Saturday, April 28, 2007

Part 2: tips for following a loom (or needle) knit pattern

In part 1, I discussed the tools that I use to keep track of my progress in a pattern while I'm knitting. Today's post also contains tools, but more tools for the brain. I've learned that some patterns, while written correctly, require a little tweaking in order for me to remember the pattern more easily. A better memory of the pattern requires less reading and knitting at the same time and a faster project in all.

So, the first trick I use is breaking down the pattern into steps. This only really works if the pattern is a simple repeat and isn't many, many rows long. I guess you could write out a longer pattern, but it becomes more tedious then helpful - I would think.

While working this project (on the left) I was working in a Michaels store as a demo for an upcoming knitting class. While the pattern is easy enough, it becomes difficult when you have to start and stop and answer questions for customers walking by.

The solution: I made index cards out of each pattern row. Since there were only four rows it wasn't a big deal. I numbered each card (really just a scrap of paper) with it's row number in case a curious child decided to shuffle them or a breeze knocked them off the table. Also on the card was each pattern row written out.

While knitting I would knit the first index card. After I finished that row, I would flip the stack to the next card. After finishing that row, I'd flip the deck to the next...and so on. So now customers could ask a bunch of questions and I wouldn't get lost. Some even asked about the card flipping!

Another trick I use is "rewriting" or "rechunking" (as I like to think of it) the pattern repeats in order to make it more easy to remember. In the same shawl pattern pictured above I rewrote the 2nd pattern row. It was correct in the pattern but hard for me to remember without reading and re-reading while I knit across.
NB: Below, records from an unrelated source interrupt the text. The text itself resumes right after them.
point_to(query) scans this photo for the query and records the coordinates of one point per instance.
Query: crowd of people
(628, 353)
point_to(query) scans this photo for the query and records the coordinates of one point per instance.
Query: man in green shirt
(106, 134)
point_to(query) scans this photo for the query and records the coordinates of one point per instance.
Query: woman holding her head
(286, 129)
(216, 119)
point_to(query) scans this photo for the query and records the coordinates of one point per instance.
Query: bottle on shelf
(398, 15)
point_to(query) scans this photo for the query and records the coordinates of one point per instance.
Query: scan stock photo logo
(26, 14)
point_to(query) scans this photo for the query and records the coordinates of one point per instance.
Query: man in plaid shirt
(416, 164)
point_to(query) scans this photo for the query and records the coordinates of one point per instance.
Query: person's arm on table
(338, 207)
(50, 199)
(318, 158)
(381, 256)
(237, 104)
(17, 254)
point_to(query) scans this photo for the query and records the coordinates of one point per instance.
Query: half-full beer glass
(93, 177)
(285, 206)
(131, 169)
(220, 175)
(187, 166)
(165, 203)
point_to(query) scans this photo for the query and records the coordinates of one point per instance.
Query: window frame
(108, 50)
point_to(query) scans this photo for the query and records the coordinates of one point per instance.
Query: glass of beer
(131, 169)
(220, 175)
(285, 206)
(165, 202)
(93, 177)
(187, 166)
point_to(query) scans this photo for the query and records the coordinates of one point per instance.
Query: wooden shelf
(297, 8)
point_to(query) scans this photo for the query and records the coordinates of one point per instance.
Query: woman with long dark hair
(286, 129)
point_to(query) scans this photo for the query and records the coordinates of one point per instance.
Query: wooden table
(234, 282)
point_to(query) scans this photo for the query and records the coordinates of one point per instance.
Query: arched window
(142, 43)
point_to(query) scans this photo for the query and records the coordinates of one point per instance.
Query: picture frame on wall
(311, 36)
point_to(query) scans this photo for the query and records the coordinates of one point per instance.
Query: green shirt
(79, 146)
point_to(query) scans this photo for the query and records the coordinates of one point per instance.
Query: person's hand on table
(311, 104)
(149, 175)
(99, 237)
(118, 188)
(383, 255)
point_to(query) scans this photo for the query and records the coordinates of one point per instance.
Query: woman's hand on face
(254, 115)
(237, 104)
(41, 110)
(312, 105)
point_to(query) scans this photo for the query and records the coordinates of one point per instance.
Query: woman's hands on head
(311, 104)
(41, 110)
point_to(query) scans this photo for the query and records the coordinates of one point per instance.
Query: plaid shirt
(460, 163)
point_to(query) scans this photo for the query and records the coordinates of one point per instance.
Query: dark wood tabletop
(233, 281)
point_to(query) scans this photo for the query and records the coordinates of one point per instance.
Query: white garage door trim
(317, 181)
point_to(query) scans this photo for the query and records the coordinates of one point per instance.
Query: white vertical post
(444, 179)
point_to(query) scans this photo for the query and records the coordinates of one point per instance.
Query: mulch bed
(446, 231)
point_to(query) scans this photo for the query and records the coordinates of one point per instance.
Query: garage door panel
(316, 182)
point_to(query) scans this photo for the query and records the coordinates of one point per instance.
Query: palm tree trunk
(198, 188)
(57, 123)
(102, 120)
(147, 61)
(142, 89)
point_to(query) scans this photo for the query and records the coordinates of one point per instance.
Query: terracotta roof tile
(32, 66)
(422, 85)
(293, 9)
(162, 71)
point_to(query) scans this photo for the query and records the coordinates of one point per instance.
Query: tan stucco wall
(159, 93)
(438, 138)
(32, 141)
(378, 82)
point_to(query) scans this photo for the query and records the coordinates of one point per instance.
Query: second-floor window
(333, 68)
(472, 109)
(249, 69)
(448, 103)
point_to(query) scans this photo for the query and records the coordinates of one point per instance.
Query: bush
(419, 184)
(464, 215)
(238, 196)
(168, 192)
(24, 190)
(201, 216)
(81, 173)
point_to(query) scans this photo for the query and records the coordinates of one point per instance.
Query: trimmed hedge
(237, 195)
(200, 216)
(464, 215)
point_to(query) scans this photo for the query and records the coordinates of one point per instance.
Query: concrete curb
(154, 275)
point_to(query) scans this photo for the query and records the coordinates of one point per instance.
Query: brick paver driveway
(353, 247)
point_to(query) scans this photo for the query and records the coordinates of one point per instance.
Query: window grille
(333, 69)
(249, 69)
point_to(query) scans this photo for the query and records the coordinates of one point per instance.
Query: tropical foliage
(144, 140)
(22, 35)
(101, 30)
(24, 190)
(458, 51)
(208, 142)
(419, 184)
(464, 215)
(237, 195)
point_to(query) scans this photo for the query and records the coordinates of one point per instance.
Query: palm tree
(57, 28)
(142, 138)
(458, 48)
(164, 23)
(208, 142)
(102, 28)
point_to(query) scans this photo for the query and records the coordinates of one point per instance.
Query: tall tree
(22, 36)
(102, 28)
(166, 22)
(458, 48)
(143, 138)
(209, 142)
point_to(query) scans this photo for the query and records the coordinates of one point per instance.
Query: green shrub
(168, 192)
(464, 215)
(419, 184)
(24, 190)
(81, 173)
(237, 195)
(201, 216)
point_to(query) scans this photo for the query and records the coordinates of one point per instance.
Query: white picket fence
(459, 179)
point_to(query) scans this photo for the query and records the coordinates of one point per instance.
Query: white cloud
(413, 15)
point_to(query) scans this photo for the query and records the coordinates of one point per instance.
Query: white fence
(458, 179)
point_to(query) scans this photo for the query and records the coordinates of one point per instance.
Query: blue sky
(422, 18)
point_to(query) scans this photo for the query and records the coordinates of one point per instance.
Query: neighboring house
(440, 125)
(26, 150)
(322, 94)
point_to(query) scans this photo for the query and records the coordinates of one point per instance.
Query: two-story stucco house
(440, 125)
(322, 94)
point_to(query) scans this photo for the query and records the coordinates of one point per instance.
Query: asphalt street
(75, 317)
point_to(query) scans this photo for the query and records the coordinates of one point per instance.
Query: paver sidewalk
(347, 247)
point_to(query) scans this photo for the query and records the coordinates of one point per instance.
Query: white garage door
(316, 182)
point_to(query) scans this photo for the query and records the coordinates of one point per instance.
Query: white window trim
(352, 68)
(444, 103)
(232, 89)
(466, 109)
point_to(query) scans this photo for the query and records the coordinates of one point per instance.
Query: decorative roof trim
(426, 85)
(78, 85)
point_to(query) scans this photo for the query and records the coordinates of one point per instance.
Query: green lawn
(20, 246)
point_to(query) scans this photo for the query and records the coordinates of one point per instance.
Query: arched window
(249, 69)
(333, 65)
As written, it goes *k1, yo, k2tog (repeat from *) or knit 1, yarn over, knit 2 together, repeat across the row. Since this same pattern has in the 4rth row basically the same thing without the k1 in between, I kept forgetting to k1 on this row. My shawl kept getting screwed up and I was getting frustrated.

So, I "rechunked" the pattern row to be: k1 *yo, k2tog, k1 (repeat from *).

Now, granted this may not work for everyone. When I knit I find there is always a natural pause in a pattern. In this pause I can look around, answer a question, take a drink...etc - without getting lost or have to recount stitches to find my place. I know where I stopped because it makes sense in my head. If the natural pause comes at the end of the pattern repeat as it's written...great! I can follow it no problem. Here, the natural pause in the pattern was after the k1 - which I kept forgetting. I moved the k1 to the end of the repeat and it stuck. I could knit the repeat and not get screwed up. As long as the "rechunked" repeat comes out the same as the old one, it'll work fine.

That's it for part 2. I hope some of this is of use and helpful 'cause there is one last post to go :)

With that, I'll leave you with a gratuitous picture of the cat. He doesn't make my blog enough and is oh so cute. Say hello Yakko!


  1. Wow - great tips. I look forward to any and all you send my/our way.
    A question about the shawl (killer, by the way), did you use the Patons Silverlash yarn specified? It looks like bubbles! I *must* make this. It wouldn't be too hard for someone new to the needles, would it? Or do you think modifying it for the Loom is a better idea?

  2. Hi "little old liz" :)

    I'm so glad you enjoy my tips! Sometimes I think I'm posting into a void since I get so few comments.

    As for the shawl pattern I made it exactly as the pattern says - same yarn, same dimensions, same fringing...etc. As I mentioned in the post, it was for a Michaels class so I had to go "by the book".

    It isn't bobbles. It's just a series of yarn overs that are staggered. Very easy first time lacy pattern! Give it a try!